Prosumut
Tokoh/Obituari

Olo : Sang “Godfather” & Pendiri IPK yang Filantropis

PROSUMUT – Pecahnya “perang” antar Organisasi Kekaryaan Pemuda (OKP) dalam tiga hari terakhir, membuncahkan kembali ingatan akan tersohornya konflik abadi diantara dua OKP: Pemuda Pancasila (PP) dan Ikatan Pemuda Karya (IPK).

Padahal tadinya mereka adalah satu kelompok dalam payung besar PP, organisasi pemuda bentukan Jenderal AH Nasution untuk mengganyang PKI dan antek-anteknya di Sumut.

Karena satu dan lain hal, salah satu tokoh PP itu memutuskan keluar dan membentuk organisasinya sendiri. Dia mengajak sejumlah kader dan anak buahnya yang militan membesarkan OKP yang baru tersebut.

Olo Panggabean. Nama ini begitu kesohor pada masa Orde Baru. Dunia kekerasan begitu identik dengan dirinya. Namun sifat filantropisnya justru dikagumi banyak orang.

Meski hidupnya berjibaku dengan dunia hitam, tapi kharisma dan kebaikan pemilik nama asli Sahara Oloan Panggabean tak kalah bersinar dengan pamornya.

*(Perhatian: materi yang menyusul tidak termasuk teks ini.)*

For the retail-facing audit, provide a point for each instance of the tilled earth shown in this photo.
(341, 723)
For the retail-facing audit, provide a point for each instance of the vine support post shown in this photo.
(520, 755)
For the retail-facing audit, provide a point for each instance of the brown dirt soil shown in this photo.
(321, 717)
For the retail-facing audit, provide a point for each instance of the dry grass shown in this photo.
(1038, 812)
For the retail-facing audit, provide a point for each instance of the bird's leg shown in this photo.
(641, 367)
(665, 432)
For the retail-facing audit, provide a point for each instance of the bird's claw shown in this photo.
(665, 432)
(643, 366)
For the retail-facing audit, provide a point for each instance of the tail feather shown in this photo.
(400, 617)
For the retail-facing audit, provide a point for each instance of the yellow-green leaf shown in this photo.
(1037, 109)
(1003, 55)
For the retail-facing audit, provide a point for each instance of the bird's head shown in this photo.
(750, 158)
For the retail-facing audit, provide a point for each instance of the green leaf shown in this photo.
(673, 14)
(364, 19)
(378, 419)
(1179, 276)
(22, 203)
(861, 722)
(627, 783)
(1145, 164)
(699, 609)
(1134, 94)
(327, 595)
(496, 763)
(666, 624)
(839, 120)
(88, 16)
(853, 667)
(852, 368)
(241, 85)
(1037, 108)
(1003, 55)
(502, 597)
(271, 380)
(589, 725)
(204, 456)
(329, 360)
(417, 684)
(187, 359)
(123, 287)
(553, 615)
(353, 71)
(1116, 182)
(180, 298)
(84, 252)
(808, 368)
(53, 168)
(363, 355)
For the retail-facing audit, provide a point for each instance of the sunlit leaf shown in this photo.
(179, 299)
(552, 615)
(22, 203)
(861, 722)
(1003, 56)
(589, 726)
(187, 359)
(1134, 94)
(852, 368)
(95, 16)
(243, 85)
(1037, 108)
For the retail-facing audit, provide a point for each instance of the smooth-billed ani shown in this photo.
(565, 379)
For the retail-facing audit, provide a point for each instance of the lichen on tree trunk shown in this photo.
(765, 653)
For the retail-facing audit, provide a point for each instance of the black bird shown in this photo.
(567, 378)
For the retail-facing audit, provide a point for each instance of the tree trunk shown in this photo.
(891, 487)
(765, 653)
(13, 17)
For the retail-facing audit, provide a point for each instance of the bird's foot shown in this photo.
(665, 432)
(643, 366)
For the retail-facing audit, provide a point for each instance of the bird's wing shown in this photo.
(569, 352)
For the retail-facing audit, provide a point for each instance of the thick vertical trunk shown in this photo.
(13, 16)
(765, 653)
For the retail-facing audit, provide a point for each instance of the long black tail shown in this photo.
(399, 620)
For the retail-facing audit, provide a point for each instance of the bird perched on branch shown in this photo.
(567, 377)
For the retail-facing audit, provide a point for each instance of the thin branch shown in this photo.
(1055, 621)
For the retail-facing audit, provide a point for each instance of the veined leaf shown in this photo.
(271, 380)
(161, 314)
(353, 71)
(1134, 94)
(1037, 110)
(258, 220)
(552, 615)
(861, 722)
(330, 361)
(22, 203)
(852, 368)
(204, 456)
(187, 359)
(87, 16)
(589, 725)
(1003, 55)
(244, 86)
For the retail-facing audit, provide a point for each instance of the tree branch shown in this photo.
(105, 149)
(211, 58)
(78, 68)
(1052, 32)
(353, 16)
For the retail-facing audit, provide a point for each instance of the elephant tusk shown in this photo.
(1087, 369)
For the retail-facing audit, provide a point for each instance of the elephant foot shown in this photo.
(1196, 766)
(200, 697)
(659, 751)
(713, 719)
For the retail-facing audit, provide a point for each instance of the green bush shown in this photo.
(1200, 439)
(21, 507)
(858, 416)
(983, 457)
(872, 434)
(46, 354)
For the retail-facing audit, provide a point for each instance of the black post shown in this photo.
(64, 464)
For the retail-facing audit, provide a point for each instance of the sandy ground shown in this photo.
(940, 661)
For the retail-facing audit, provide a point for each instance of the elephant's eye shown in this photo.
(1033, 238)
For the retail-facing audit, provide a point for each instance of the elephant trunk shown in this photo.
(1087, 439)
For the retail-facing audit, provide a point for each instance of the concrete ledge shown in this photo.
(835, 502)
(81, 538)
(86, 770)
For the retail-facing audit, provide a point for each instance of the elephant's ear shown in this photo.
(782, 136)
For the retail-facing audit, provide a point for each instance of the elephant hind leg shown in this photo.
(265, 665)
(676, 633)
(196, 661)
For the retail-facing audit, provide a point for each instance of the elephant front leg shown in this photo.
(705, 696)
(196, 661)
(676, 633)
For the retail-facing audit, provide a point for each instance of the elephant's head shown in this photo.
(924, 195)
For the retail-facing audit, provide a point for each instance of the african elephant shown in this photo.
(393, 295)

Semasa hidup, ia adalah salah satu orang paling berpengaruh di Medan. Olo Panggabean memang hanyalah masyarakat biasa, wajahnya juga tak seterkenal artis apalagi pejabat-pejabat.

Tapi jika menyebut namanya saja, pikiran seseorang pasti menuju ke bos preman. Ketua Besar, begitu dia biasa disebut.

Kuat dugaan, ia menjalankan bisnis judi dengan skala besar. Uniknya, meskipun sering disebut si raja judi dan bos preman, namun Olo Panggabean memiliki sisi lain yang bisa dikatakan kontradiktif tapi luar biasa.

Ia dikenal sebagai seorang yang sangat dermawan. Bila memberikan sumbangan, benar-benar tak tahu aturan alias banyak sekali.

Di sisi lain, ia juga disebut preman bengis yang punya pengaruh besar. Rata-rata anak-anak jalanan dipeliharanya, diberikan kebutuhan secukupnya.

Saat judi dibuka dan diputarnya di kawasan Medan Fair (kala itu), semua anak-anak pasti mendapatkan uang.

Olo merupakan tokoh pemuda yang dermawan dan memiliki kepedulian tinggi terhadap sosial masyarakat.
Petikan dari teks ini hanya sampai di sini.